Ortalama bir çocuk hikâye kitabı değil Hayatın O Güzel Şarkısı. 5 ayrı hikâyesinin yolları birbiri içinde kesişiyor. Bu durumun önbilgisi kapakta verilmediği için okura sürpriz bir jest yapılıyor adeta. Ya da ben öyle hissettim. Çiftlik önsözünün ardından Güneşe Övgü hikâyesi ile özgür bir kuş olarak uçmanın bedelini kafese kapatılmakla ödeyen İracema’ya içerledim.  Akvaryum adlı hikâyede ise yine geniş denizlerdense akvaryumda yaşamayı arzulayan minik balığın hayal kırıklığına şahit oldum: “Saatin tik takları, göğsümün içinde atıyordu sanki: yalnızlık…yalnızlık…yalnızlık…”
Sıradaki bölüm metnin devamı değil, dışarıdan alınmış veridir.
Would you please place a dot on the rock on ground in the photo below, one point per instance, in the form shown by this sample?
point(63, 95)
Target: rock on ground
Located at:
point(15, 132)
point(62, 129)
Altın Tay’da ise farklı bir hayvanın üzücü akıbeti yer alıyordu Şampiyonluk için yetiştirilen bu tay Satürn’dür artık. Ayağındaki kırık nedeniyle eski çocukluk ve aile günlerini özlemle anan bu atın; “İnsanlar ne kadar da aptaldı! Biz onların dilini anlayabiliyorduk da, onlar neden bizimkini anlayamıyorlardı?” deyişi farklı bir bakış kazandırdı bana.

Sanırım beni en çok yaralayan hikâye ise Ağaç oldu. Ağaçlara karşı hassasiyetim belki de diğer canlılardan daha fazla olduğundan bu öyküyle içim daha buruldu. Vasconcelos’un tasviri eğlenceli kılan bir yazar olduğu tekrar anımsadım. Ağacın küçük arkadaşını oğlu gibi sevmesine rağmen yılların ona bu sevgiyi döndürmediğini gördüm. Koca adamın, ağacın kesilmesi emrini verdiğinde kucağında ağladığı bu yadigârı hatırlamadığını da:

“İnsanların büyüyüp kalpsiz olmaları ne üzücü şeydi; bunu şimdi anlıyordu.”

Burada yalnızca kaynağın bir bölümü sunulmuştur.